We believe that there shouldn’t be walls between operations and development and we have embraced the DevOps movement.
As a site reliability engineer, you will work as part of the development team to build automation and tools to deploy, monitor and maintain the platform's health, targeted SLO and SLAs.
What you'll do
Lead the effort in ensuring reliability of the platform.
Create Software and Tooling that improves performance, stability, and reliability of the platform.
Ability to work as part of a Development Team.
Monitor Application Metrics to help with improving software performance.
Build solutions that are highly resilient, scalable, and secure.
Have a wide breadth of knowledge from software, infrastructure, and security.

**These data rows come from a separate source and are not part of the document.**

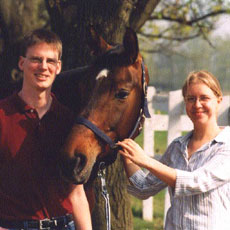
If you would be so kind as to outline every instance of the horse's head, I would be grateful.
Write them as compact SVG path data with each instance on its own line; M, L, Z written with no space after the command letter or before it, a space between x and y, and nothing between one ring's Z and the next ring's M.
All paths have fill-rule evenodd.
M90 47L97 58L89 67L88 79L94 87L67 137L60 161L63 176L73 183L87 182L96 162L112 161L117 152L113 143L134 137L134 126L144 111L148 82L137 36L131 29L126 30L123 44L118 46L110 46L91 32Z

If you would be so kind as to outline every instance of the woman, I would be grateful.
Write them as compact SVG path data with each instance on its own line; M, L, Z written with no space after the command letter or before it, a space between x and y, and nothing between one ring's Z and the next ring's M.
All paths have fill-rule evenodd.
M230 127L217 124L220 84L207 71L192 72L182 92L194 129L176 138L160 162L131 139L118 143L129 192L146 199L168 186L167 230L230 229Z

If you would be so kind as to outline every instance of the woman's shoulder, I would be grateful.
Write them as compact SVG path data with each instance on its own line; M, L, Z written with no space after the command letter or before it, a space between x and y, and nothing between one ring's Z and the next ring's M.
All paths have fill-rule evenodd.
M220 127L220 128L222 130L216 136L215 141L229 144L230 143L230 126L225 126L225 127Z

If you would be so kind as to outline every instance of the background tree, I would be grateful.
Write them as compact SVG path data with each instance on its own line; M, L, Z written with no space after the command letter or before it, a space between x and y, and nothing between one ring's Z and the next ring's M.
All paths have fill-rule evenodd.
M64 45L63 69L70 69L91 61L86 45L89 25L110 43L120 43L125 27L131 26L140 34L142 50L166 52L189 38L203 36L208 41L214 16L228 13L226 4L224 0L0 0L0 94L8 94L11 82L20 76L18 44L29 30L46 27L58 33ZM177 66L171 68L176 71ZM132 229L126 182L118 159L107 174L112 229ZM94 230L105 229L99 181L95 189Z

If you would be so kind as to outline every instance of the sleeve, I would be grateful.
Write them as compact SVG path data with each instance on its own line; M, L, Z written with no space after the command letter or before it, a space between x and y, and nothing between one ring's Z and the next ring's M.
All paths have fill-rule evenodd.
M176 169L174 196L208 192L230 182L230 146L223 145L202 167L192 171Z
M165 165L170 165L170 154L175 148L175 141L172 142L164 155L161 157L160 162ZM145 173L142 170L138 170L134 173L129 181L132 185L128 185L128 192L142 200L149 198L150 196L156 195L162 189L166 188L168 185L154 176L152 173Z
M153 174L145 174L142 170L138 170L134 173L129 180L132 185L128 185L128 192L141 200L154 196L167 187L167 184L159 180Z

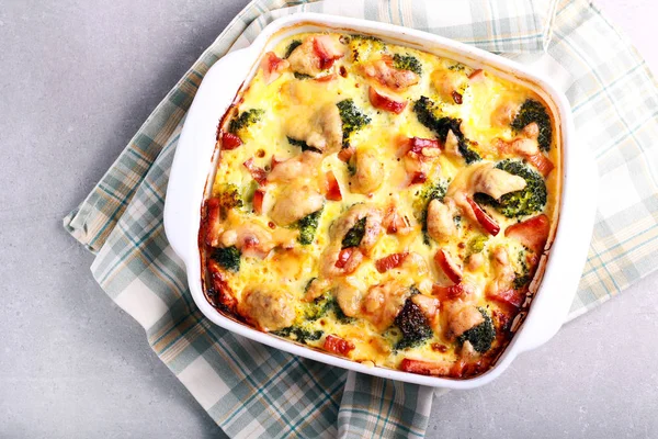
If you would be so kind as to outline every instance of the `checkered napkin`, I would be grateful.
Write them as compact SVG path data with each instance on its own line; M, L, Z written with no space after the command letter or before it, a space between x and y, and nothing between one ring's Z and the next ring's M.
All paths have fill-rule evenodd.
M207 69L297 11L365 18L455 38L530 64L567 94L600 193L589 258L570 317L658 264L658 93L647 66L601 12L580 0L256 0L158 105L66 229L97 258L101 288L146 329L160 359L230 436L422 437L432 392L261 346L194 306L167 243L169 169Z

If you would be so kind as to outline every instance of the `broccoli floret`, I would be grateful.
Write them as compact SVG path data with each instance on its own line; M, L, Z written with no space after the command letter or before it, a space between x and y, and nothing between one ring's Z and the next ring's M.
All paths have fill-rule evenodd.
M464 157L467 165L481 160L480 155L473 148L473 142L467 139L462 133L461 119L440 116L439 108L428 97L420 97L413 103L413 112L416 113L416 117L418 117L418 122L432 130L443 143L445 143L447 133L452 131L457 138L460 154Z
M371 35L351 35L349 44L354 63L360 63L367 59L371 54L382 53L386 49L386 44L382 40Z
M514 274L514 289L522 290L525 285L532 281L532 277L530 275L530 267L527 267L527 262L525 256L527 255L527 249L523 248L519 251L519 256L517 258L517 266L519 271L515 271Z
M235 184L224 184L217 198L219 199L219 217L222 219L226 218L229 210L245 205L240 192Z
M313 146L308 146L308 144L304 140L297 140L295 138L288 137L288 143L293 146L297 146L299 148L302 148L303 151L314 151L314 153L322 153L321 150L319 150L318 148L314 148Z
M467 254L468 256L479 254L485 249L485 244L487 244L489 238L485 235L477 235L470 238L467 245Z
M238 272L240 271L240 250L236 246L231 246L215 248L211 258L223 268Z
M241 112L238 114L230 123L228 124L228 131L232 134L238 134L238 132L250 127L254 123L261 120L261 117L265 114L264 110L260 109L251 109Z
M440 180L434 183L426 184L415 202L417 212L419 212L417 218L422 225L422 241L428 246L430 245L430 235L428 234L428 206L432 200L443 202L446 191L447 181Z
M496 338L496 328L489 314L483 308L478 308L478 311L481 313L485 322L462 334L457 338L457 341L463 345L468 340L473 345L473 349L484 353L491 349L491 342Z
M295 50L300 45L302 45L302 42L299 40L293 40L291 42L291 44L288 44L287 48L285 49L285 55L283 57L288 58L292 55L293 50Z
M303 345L306 345L307 341L319 340L325 333L322 330L309 330L293 325L283 329L273 330L272 334L279 337L290 338L291 340L295 340Z
M359 219L356 224L348 230L342 240L342 248L359 247L361 245L361 239L363 239L363 235L365 235L365 216Z
M519 114L512 121L512 130L519 133L521 130L526 127L531 123L536 123L540 127L540 136L537 143L540 149L547 151L551 149L551 140L553 137L553 125L551 125L551 116L546 112L544 105L534 99L527 99L521 105Z
M420 346L434 336L424 313L411 299L405 302L395 317L395 324L402 333L402 338L395 346L396 350Z
M322 210L310 213L297 222L299 228L299 237L297 238L302 245L309 245L315 239L315 233L318 229L318 222L322 215Z
M541 212L546 205L546 183L542 176L532 170L521 160L506 159L496 165L496 168L519 176L525 180L525 188L502 195L499 200L476 193L475 201L488 204L508 218L527 216Z
M336 104L340 114L343 131L343 148L350 146L352 133L363 128L371 123L371 117L364 114L352 99L345 99Z
M415 57L413 55L395 54L393 56L393 67L395 67L398 70L413 71L418 76L422 75L422 65L420 64L418 58Z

Adopt best practices and champion an engineering culture emphasizing Agile.
What's required for application
Proven experience building, supporting, and architecting high-availability cloud infrastructure.
Experience working on monitoring, logging. and alerting solutions and used tools.
Experience with tooling such as Terraform, Ansible, Docker, Kubernetes, and Chef.
Fluent and comfortable working with Cloud Infrastructure.
Ability to read, write, and troubleshoot software code.
Good understanding of CI / CD tools.
Champion of devsecops using tools such as Hashicorp Vault, KMS, Secrets Manager,
Experience with software development, algorithms, data structures, and systems design.
Understand monitoring tools such as DataDog, ELK, and Grafana.
Bachelor's degree (or higher) in Computer Science and / or related work experience.
Nice to have, but not required
Working knowledge on other AWS services like Glacier, Elastic Container Service (ECS),
Elastic MapReduce (EMR), DynamoDB etc.
Automation and Orchestration tools such as Jenkins
Ruby or Java development skills
Data Pipeline knowledge, especially with tools like MapReduce, Kafka and ELK stack.